Want To Buy Stocks? How It Affects Taxes | EverydayResources.com

Financial|Tax Services

Want To Buy Stocks? How It Affects Taxes

Stocks are hot these days and in some respects, the market is doing better than it’s ever done. Additionally, investing is easier than ever with the explosion of retail trading apps. But many people are hesitant to begin investing until they know how it’s going to impact their taxes. Here are the tax basics of investing in stocks.

Realized And Unrealized

If you open a standard brokerage account with any of the popular companies, you then deposit money and invest that money. You typically invest in a number of different stocks or funds, often referred to as “diversification”.  A few months go by, and all of your investments are up a bit.

You now have “unrealized” gains. Once you sell those investments or any part of them that has appreciated, you then have “realized” your gains. This is the same for losses. If your investments are down and you then sell them to stop your losses, you have turned your “paper” losses into “realized” capital losses.

Capital Gains

Once you invest through your brokerage of choice, and you have invested in a number of stocks. One of your stocks shoots to the moon, and you suddenly find yourself selling those stocks for a healthy sum. You now have realized your capital gains, and you will now have to eventually pay taxes on them. They’ll be listed on your upcoming 1099-B form that your brokerage will provide at the end of the tax season.

There is more, and it might be good news, it might be bad news, depending on your particular investments and gains. You’ve now got capital gains, and you need to pay taxes, but the tax rate is going to depend on how long you held that investment.

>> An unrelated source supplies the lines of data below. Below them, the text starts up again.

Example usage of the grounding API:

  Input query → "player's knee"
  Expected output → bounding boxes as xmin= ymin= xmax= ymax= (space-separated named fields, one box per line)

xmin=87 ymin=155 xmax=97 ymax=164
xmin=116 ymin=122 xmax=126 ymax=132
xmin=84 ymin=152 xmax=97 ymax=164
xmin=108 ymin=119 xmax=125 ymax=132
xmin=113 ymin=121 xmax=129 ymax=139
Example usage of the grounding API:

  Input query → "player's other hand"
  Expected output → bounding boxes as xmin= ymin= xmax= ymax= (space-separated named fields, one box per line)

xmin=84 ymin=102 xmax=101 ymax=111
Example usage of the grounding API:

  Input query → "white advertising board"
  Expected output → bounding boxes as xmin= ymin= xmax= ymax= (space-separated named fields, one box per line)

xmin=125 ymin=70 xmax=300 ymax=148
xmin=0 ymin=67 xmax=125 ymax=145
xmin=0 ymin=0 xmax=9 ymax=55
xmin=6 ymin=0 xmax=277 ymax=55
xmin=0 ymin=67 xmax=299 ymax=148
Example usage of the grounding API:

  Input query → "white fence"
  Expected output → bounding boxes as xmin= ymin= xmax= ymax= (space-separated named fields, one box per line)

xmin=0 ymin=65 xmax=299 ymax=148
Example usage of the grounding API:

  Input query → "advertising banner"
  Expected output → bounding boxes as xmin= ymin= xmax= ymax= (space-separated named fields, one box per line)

Investments that are sold less than a year after purchase are classified as short-term capital gains. These can be taxed up to 35%. However, if you keep your investments for a minimum of a year before selling, you can cut that down to 15% or less.

Capital Losses

It happened. Your investment tanked, and you lost big time. If you are still on paper, your losses are unrealized, but if you sold to stop the bleeding, then you can leverage those realized capital losses. Your capital losses can be claimed against your capital gains, to offset them and pay a lower tax rate. Additionally, if your losses cancel out your gains, you can claim up to $3k in additional losses against your income.

Dividends And Interest

Not only will you be taxed on capital gains, but you will also be taxed on dividends. These are periodic payments made to shareholders of certain stocks by the company they are invested in. You are taxed on dividends even if you do not sell any investments. The interest you can be taxed on is interest from bonds and will vary depending on the type of bond and interest that has been earned.